Ein zentraler Baustein des Programms ist der massive Abbau von Bürokratie. Vorgesehen sind vereinfachte Verfahren und eine stärkere Digitalisierung von Verwaltung und Behörden. Dazu zählt auch eine viermonatige Genehmigungsfiktion bei Anträgen: Liegt nach Ablauf dieser Frist keine Entscheidung der Behörde vor, gilt der Antrag als genehmigt.
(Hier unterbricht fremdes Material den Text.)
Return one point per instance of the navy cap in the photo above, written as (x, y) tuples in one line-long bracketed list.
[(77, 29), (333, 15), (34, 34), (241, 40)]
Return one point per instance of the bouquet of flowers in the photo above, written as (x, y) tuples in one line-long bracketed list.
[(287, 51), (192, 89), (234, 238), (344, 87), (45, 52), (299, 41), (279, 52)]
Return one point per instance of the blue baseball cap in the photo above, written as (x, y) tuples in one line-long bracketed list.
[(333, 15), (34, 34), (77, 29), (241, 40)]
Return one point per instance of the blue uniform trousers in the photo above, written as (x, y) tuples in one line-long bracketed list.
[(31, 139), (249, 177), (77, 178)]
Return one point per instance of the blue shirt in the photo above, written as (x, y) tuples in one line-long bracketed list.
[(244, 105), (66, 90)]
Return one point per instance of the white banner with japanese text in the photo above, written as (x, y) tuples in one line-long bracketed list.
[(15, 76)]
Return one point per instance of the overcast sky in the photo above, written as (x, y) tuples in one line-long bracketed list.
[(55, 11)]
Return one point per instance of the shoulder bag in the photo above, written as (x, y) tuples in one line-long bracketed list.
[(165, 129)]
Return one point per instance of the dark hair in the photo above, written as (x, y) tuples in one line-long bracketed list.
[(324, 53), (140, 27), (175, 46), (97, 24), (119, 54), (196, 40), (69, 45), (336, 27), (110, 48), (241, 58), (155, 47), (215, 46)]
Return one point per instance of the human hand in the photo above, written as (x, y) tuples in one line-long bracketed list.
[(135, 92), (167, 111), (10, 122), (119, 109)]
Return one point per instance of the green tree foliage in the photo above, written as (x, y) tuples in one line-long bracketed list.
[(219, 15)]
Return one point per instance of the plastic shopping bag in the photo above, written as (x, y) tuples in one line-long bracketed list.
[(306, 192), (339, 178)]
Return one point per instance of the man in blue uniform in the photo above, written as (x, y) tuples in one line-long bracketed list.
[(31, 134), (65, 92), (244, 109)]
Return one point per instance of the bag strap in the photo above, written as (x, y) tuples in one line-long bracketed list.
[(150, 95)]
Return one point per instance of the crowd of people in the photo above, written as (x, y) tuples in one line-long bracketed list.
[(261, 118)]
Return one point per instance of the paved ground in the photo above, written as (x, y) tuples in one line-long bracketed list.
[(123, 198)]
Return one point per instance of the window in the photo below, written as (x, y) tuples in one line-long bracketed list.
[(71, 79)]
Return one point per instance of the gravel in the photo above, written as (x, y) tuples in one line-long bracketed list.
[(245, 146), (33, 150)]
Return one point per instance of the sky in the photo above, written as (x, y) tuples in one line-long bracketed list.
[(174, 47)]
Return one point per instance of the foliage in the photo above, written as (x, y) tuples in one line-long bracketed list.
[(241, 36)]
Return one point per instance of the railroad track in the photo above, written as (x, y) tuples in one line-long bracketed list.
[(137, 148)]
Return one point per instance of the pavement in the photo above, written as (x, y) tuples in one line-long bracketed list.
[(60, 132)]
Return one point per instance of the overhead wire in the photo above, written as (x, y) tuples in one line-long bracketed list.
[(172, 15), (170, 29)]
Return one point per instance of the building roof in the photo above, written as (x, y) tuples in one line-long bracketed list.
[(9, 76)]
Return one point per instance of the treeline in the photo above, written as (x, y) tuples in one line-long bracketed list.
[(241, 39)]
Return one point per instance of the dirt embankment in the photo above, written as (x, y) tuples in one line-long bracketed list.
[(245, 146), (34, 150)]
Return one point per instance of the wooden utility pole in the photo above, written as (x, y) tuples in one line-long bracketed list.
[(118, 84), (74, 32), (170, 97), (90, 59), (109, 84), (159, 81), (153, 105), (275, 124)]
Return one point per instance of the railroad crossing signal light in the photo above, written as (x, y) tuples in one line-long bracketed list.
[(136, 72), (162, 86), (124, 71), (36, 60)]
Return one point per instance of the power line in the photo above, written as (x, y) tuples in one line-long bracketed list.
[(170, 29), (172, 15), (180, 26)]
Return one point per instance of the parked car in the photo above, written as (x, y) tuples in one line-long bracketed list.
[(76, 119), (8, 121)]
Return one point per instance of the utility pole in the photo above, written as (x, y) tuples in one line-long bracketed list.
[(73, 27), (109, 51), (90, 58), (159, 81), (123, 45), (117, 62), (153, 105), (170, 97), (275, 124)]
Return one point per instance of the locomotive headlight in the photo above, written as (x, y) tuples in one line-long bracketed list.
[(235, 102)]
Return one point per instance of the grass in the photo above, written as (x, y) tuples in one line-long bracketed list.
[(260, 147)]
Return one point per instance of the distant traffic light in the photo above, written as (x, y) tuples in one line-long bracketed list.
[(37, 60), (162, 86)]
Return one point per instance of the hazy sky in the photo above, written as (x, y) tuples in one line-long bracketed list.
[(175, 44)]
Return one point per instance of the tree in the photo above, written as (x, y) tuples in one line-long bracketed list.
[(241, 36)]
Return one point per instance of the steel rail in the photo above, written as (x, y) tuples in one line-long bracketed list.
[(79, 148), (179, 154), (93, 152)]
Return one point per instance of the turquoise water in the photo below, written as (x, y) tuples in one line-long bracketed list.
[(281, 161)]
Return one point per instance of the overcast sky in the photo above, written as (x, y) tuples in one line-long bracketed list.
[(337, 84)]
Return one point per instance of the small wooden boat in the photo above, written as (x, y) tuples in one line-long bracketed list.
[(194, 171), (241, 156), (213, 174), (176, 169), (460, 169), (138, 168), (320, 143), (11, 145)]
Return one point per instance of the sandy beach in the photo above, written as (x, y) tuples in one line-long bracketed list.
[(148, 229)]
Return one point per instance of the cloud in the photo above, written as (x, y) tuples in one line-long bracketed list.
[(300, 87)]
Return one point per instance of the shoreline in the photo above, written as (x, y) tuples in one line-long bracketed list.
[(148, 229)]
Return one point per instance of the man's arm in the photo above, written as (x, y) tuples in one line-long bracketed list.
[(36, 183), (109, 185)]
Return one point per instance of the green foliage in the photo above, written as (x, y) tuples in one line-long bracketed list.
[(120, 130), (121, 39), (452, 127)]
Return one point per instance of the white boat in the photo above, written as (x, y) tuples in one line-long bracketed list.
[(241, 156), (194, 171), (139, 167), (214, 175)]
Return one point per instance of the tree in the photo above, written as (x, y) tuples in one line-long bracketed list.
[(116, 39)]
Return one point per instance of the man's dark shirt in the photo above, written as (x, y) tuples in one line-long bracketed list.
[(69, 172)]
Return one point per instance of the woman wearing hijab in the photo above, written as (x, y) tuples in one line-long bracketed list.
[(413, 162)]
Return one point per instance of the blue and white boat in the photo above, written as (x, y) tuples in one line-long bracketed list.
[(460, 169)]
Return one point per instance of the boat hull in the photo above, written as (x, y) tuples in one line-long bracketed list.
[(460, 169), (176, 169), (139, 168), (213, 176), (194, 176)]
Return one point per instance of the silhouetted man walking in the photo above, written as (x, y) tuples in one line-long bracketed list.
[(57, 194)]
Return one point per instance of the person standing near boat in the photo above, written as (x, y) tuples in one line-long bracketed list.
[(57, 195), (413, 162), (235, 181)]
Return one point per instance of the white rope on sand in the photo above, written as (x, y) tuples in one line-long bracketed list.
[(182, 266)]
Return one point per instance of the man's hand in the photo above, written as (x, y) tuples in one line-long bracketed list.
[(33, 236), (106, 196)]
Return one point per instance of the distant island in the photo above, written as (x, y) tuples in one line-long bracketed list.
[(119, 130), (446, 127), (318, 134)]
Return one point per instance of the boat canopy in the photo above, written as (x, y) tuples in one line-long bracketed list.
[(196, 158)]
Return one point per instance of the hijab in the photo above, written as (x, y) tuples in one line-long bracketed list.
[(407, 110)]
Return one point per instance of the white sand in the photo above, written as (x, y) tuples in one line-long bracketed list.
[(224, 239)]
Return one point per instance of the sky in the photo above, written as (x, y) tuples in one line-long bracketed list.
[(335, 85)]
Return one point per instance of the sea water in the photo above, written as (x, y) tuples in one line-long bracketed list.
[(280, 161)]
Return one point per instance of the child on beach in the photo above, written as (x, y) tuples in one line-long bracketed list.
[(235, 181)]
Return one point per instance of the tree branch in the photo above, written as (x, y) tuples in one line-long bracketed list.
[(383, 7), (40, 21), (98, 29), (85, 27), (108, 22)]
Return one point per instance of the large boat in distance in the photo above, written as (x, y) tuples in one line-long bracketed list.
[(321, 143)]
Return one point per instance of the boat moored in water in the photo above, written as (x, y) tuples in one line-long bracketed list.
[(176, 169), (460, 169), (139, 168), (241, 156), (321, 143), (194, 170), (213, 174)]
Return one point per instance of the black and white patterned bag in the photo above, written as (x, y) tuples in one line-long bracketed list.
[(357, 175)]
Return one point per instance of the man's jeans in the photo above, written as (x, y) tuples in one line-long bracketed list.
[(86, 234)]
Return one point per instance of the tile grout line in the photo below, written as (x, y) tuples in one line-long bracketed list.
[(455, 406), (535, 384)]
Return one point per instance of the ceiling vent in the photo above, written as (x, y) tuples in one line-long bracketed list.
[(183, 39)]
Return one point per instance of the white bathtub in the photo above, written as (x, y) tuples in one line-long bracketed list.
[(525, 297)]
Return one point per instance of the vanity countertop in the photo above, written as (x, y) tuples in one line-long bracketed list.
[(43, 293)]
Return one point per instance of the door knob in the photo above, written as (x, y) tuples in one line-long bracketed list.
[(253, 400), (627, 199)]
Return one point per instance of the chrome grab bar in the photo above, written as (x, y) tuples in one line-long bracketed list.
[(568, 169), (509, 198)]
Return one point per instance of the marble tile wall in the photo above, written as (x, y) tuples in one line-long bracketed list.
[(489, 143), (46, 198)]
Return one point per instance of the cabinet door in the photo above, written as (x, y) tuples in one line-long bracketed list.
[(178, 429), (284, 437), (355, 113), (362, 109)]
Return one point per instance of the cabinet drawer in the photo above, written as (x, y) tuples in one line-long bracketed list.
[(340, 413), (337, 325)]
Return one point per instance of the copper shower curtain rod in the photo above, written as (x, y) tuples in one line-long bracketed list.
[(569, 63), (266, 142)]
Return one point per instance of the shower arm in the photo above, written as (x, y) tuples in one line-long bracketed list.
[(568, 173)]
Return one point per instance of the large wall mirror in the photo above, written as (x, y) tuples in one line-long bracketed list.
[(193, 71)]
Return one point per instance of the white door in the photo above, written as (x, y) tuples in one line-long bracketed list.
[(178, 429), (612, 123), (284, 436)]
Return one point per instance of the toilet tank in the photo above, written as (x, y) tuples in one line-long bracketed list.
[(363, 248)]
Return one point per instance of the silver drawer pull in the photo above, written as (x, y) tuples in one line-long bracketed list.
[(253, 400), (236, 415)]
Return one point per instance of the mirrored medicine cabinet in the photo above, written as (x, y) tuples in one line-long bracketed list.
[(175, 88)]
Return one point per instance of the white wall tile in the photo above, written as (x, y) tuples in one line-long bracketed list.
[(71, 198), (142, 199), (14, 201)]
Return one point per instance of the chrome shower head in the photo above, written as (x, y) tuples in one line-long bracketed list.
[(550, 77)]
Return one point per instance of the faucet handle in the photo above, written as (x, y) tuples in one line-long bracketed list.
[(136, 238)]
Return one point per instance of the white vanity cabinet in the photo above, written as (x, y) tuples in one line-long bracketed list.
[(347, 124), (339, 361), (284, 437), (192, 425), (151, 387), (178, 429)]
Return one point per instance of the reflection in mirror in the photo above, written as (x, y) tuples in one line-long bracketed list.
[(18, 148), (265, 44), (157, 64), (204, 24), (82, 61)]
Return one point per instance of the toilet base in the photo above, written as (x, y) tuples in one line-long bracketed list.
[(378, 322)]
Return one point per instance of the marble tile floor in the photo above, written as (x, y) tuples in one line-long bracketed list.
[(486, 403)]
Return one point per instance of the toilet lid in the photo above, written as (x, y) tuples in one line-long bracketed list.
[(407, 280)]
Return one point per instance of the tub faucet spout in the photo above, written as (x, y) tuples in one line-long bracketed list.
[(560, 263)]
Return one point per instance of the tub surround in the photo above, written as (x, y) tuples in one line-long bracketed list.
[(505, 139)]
Reaktion aus der Wirtschaft

Aus der regionalen Wirtschaft kommt grundsätzlich positive Resonanz. IHK-Präsident Uwe Goebel erklärt dazu: „Das Reformpaket enthält viele überfällige Schritte, insbesondere beim Bürokratieabbau. Dass nach dem Land nun auch der Bund seine Berichtspflichten massiv reduzieren möchte, ist ein wichtiges Signal für die Unternehmen in unserer Region. Gleiches gilt für die viermonatige Genehmigungsfiktion bei Anträgen. Jetzt kommt es darauf an, die angekündigten Entlastungen schnell in die Praxis zu bringen.“

Zugleich mahnt Goebel weiteren Handlungsbedarf an: „Gleichzeitig reichen die Beschlüsse noch nicht aus: Insbesondere bei Arbeitszeitflexibilisierung und den für unsere Region so relevanten Energiekosten besteht weiterhin erheblicher Handlungsbedarf. Wer Wachstum und Investitionen stärken will, muss den eingeschlagenen Reformkurs konsequent fortsetzen.“

Relevanz für Unternehmen und Familien

Für Familien stehen vor allem die Steuerentlastungen und höhere Freibeträge im Vordergrund. Für Unternehmen sind insbesondere die Punkte zur Genehmigungsbeschleunigung, zum Datenschutz, zum Netzausbau, zur KI-Mitbestimmung sowie zum Abbau von Berichtspflichten von Bedeutung. Das Programm ist Teil der aktuellen schwarz-roten Reformagenda und wurde nach dem Koalitionsausschuss vorgestellt.